Ty would hit the beach, swimming until the exhaustion nearly pulled him under. Afterward, he’d force himself along the choppy, rough rocky beach just to prove he could stay upright. He’d started out slow—hell, he’d practically crawled—but he could walk it now. It was quite the feat. Or so his doctor kept telling him. He supposed this was true given that four years ago, he’d nearly lost his left leg in the plane crash thanks to a post-surgical infection.


Which was a hell of a lot less than Brad, Tommy, Kelly, and Trevor had lost.


At the thought of that time and the loss of his team, the familiar clutching seized his gut. He hadn’t been able to save a single one of them. He’d been trained as a trauma paramedic, but their injuries, and his own, had proven too much. Later he’d been honorably discharged and he’d walked away from being a medic.


He hadn’t given anyone so much as a Band-Aid since.


Working in the private sector had proven to be a good fit for him. In actuality, it wasn’t all that different from being enlisted, except the pay was better and he got a say in his assignments. But six months out of work was making him think too much. He wasn’t used to this down time. He wasn’t used to being in one spot for so long. His entire life had been one base after another, one mission after another. He was ready to get back to that world.


He needed to get back to that world, because it was the only way he had of making sure that his team’s death meant something.


But Dr. Josh Scott, the man in charge of his medical care until he was cleared, took a weekly look at Ty’s scans and shook his head each time.


So here Ty was, holed up and recuperating in the big, empty house that Matt had leased for him, the one that was as far from his world as he could get. Far away from where he’d grown up, from anyone he’d known. Just as well, since they were all gone now anyway. His dad had been killed in Desert Storm. His mom had passed two years ago. With his closest friends resting beneath their marble tombstones in Arlington, there was no one else: no wife, no lover, no kids.


It made for a short contact list on his cell phone.

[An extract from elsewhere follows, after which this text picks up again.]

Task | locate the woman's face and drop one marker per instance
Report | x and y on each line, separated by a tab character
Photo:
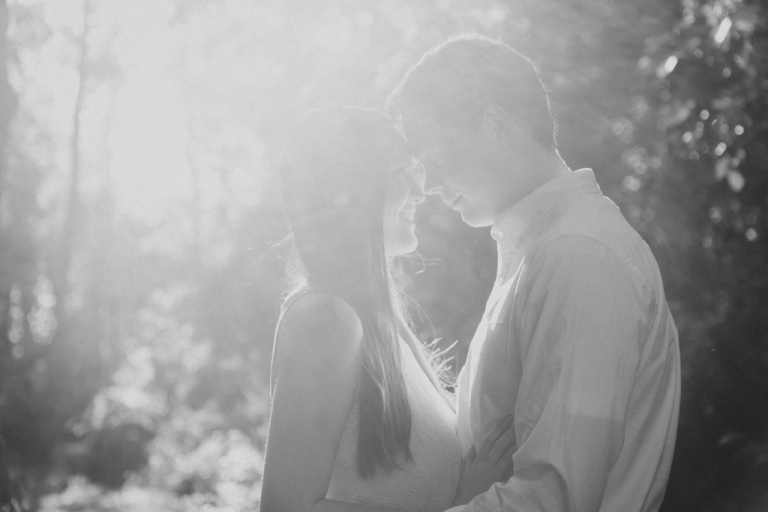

Instead of thinking about that, he spent his time fixing cars instead of people—Matt’s 1972 Jimmy, his own Shelby—because cars didn’t die on those they cared about.


On the day of the big hospital auction, after replacing the transmission on Matt’s Jimmy, Ty degreased and showered, as always. Unlike always, he passed over his usual jeans for a suit, then stared at himself in the mirror, hardly recognizing the man looking back at him. He still had stitches over one eye and a bruise on his cheek from the storm incident. His hair was on the wrong side of a haircut, and he’d skipped shaving. He’d lost some weight over the past six months, making the angles of his face more stark. His eyes seemed…hollow. They matched how he felt inside. His body might be slowly getting back into lean, mean fighting shape, but he had some work yet to do on his soul. He shoved his hand in his pocket and pulled out the ever-present Vicodin bottle, rolling it between his fingers.